Required when an effect size is provided.
| Column | Description |
|---|---|
standard_error | Standard error. |
confidence_interval_lower | Lower bound of the primary effect size confidence interval (typically odds ratio). |
confidence_interval_upper | Upper bound of the primary effect size confidence interval (typically odds ratio). |
Statistical model information
Required — all fields required
Additional information about the statistical model used in the study.
| Column | Description |
|---|---|
statistical_model_type | Genetic association model type (e.g. additive, dominant, recessive) |
Other fields
Optional
Please consider including this data to improve the quality of your submission.
| Column | Description |
|---|---|
n | Sample size per variant. |
You can also include a reasonable number of extra fields relevant to your study in your submission.
Validation rules
These rules are enforced during validation. The same rules apply in both the web tool and the command line interface.
- Beta requires standard error: If beta is selected as an effect size, standard_error must also be included as an uncertainty estimate. Standard error may only be used with beta.
- Confidence intervals require odds ratio or hazard ratio: Confidence interval bounds are only valid when odds_ratio or hazard_ratio is selected as an effect size.
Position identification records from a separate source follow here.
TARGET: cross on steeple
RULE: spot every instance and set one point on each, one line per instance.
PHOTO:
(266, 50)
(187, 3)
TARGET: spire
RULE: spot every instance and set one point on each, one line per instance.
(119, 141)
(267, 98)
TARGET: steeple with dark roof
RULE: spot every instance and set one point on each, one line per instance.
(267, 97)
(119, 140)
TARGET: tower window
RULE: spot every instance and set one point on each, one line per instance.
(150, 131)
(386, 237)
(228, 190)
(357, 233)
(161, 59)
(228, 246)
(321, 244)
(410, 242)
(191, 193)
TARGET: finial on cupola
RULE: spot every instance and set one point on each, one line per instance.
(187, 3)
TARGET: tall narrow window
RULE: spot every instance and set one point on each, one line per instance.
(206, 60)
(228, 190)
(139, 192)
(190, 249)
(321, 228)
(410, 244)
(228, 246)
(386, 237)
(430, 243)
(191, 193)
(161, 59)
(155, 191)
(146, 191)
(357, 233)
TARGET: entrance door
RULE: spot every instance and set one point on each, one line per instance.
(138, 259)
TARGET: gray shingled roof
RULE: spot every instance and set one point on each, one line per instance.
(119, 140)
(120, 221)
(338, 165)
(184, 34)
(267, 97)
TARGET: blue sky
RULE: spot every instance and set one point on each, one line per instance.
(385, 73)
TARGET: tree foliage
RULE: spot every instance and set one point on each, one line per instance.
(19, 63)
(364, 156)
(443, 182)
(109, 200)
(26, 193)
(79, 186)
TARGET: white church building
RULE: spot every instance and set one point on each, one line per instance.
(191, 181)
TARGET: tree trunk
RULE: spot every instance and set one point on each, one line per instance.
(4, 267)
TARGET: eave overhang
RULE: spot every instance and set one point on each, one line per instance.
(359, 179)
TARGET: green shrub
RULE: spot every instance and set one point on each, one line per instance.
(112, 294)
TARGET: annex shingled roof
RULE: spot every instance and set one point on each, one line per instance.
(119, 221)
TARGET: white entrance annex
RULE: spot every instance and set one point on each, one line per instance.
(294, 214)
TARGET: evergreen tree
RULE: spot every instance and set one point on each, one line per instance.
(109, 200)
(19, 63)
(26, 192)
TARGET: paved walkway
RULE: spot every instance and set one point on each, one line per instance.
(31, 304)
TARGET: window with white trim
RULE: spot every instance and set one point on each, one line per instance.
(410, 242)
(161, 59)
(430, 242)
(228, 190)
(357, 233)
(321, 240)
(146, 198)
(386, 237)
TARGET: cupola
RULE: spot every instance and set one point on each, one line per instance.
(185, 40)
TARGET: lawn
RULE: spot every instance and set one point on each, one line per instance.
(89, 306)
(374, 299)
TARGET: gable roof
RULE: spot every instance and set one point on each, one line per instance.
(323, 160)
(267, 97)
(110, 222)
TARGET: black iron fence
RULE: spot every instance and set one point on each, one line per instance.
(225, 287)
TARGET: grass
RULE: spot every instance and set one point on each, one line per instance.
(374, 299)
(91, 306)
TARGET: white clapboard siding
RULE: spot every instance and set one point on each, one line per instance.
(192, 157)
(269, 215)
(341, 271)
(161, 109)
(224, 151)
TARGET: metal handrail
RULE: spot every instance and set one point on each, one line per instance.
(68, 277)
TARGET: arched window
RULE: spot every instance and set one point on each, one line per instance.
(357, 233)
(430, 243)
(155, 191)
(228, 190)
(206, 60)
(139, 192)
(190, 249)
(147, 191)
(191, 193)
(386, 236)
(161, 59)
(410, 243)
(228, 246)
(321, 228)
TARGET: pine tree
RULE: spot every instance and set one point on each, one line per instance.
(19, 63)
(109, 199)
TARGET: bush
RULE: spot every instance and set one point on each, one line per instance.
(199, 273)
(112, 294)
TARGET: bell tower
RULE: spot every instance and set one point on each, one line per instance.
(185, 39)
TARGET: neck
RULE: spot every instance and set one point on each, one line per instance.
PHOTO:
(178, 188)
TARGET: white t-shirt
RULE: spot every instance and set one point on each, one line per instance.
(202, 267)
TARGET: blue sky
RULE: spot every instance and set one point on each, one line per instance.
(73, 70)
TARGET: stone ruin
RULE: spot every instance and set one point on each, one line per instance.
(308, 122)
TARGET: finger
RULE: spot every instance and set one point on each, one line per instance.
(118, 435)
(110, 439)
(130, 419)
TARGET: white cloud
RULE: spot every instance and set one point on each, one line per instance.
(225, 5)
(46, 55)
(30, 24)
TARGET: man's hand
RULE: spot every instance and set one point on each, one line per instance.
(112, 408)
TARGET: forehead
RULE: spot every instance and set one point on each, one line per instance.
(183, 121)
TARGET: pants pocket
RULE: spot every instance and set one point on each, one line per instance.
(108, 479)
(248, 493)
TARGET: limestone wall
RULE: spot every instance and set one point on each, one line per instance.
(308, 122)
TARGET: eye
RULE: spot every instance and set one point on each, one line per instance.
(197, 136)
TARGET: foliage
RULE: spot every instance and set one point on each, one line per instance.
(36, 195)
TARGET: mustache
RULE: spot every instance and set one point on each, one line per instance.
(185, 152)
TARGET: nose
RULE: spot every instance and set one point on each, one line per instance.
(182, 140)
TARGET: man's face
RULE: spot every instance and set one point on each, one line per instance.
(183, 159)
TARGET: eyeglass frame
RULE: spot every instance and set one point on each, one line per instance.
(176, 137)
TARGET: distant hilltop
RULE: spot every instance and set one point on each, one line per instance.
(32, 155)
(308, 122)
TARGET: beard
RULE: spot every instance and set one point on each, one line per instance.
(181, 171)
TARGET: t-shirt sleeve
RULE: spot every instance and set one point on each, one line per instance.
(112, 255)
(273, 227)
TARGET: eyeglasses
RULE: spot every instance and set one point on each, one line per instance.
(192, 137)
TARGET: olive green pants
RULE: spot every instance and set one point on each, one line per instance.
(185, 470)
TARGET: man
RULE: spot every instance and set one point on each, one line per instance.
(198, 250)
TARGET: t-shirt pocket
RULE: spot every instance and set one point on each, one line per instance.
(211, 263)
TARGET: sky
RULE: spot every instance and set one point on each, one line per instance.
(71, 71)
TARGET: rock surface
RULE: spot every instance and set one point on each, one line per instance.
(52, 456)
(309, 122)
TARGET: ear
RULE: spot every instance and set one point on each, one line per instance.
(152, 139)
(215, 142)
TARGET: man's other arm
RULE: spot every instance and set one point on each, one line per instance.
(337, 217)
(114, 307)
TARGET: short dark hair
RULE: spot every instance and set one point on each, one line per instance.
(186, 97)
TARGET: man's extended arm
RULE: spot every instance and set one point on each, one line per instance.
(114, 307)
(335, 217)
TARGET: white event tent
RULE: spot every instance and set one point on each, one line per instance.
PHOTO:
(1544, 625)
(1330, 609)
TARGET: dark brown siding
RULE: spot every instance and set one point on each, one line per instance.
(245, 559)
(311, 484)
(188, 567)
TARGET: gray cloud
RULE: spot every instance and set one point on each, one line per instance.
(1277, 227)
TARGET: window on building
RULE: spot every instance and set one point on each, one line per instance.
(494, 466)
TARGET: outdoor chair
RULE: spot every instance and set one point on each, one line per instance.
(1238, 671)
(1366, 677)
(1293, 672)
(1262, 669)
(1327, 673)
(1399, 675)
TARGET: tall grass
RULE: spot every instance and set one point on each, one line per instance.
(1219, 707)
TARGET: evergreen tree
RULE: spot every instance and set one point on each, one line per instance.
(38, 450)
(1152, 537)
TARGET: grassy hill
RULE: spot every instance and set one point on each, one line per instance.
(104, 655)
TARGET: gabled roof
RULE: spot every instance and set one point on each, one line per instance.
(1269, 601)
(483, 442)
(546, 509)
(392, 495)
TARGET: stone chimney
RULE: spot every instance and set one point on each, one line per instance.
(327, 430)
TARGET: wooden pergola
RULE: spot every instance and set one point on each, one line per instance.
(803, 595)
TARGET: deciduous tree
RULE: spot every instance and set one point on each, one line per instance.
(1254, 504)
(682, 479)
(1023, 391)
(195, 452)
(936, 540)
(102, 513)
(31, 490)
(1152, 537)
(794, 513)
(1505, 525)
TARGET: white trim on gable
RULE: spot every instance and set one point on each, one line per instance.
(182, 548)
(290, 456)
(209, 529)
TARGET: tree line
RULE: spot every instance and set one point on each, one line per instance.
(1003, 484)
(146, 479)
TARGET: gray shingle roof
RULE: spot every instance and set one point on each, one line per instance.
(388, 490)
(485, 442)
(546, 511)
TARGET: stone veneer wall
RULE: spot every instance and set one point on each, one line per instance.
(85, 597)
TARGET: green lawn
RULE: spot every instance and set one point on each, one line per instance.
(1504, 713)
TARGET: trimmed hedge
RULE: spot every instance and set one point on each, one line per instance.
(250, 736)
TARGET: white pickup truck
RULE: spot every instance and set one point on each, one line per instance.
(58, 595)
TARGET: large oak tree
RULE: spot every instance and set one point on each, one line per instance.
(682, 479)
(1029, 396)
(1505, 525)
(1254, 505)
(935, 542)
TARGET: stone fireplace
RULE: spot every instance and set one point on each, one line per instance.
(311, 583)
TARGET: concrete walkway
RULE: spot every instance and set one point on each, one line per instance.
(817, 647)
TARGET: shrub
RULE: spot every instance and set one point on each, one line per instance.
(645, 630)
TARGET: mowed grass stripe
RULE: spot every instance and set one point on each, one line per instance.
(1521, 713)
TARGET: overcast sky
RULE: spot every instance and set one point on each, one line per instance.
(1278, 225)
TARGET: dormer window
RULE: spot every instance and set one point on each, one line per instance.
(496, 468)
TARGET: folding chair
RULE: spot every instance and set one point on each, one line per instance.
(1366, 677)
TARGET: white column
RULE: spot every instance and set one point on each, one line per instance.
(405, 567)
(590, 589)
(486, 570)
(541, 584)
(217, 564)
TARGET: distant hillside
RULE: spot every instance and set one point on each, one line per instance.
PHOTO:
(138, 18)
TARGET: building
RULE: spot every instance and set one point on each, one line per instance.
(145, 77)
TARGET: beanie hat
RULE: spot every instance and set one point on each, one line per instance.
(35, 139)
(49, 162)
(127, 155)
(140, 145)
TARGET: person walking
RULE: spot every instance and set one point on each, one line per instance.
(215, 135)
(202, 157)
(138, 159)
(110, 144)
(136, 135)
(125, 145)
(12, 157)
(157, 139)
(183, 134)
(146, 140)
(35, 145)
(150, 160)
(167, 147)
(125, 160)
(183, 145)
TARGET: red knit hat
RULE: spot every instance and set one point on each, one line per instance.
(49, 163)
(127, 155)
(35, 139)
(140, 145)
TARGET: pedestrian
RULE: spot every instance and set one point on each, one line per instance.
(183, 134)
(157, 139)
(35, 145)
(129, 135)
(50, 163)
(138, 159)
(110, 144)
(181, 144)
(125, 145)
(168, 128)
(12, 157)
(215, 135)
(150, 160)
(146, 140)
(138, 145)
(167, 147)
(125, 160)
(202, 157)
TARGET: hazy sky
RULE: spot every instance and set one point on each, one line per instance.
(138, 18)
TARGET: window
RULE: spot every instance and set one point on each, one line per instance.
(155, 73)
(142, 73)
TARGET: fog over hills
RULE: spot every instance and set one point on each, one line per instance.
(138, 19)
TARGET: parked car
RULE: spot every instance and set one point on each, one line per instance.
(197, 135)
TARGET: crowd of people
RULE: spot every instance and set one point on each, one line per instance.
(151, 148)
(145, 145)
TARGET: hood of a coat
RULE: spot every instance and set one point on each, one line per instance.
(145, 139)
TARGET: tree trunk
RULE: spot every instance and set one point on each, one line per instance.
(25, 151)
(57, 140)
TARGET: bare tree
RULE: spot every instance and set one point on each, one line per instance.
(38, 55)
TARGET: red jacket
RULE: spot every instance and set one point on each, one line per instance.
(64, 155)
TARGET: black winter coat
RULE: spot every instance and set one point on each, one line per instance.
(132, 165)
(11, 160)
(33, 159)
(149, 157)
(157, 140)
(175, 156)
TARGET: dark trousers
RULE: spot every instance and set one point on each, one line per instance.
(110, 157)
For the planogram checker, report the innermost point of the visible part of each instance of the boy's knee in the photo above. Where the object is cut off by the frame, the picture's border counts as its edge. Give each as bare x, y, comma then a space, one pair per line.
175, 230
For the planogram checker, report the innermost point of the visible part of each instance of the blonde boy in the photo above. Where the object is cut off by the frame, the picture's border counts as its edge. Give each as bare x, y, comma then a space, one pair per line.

If one bound is provided, both must be provided.
- Z-score does not accept uncertainty estimates: Z-score is a standardised statistic. When z_score is the sole or primary effect size, no uncertainty estimate (standard error or confidence interval) should be provided.
- Odds ratio and hazard ratio are mutually exclusive: Odds ratio and hazard ratio cannot both be provided in the same file.
- Primary effect size must be designated: If more than one effect size column is present, one must be designated as the primary measure of effect. The primary measure of effect is placed in a standardised column in the output file.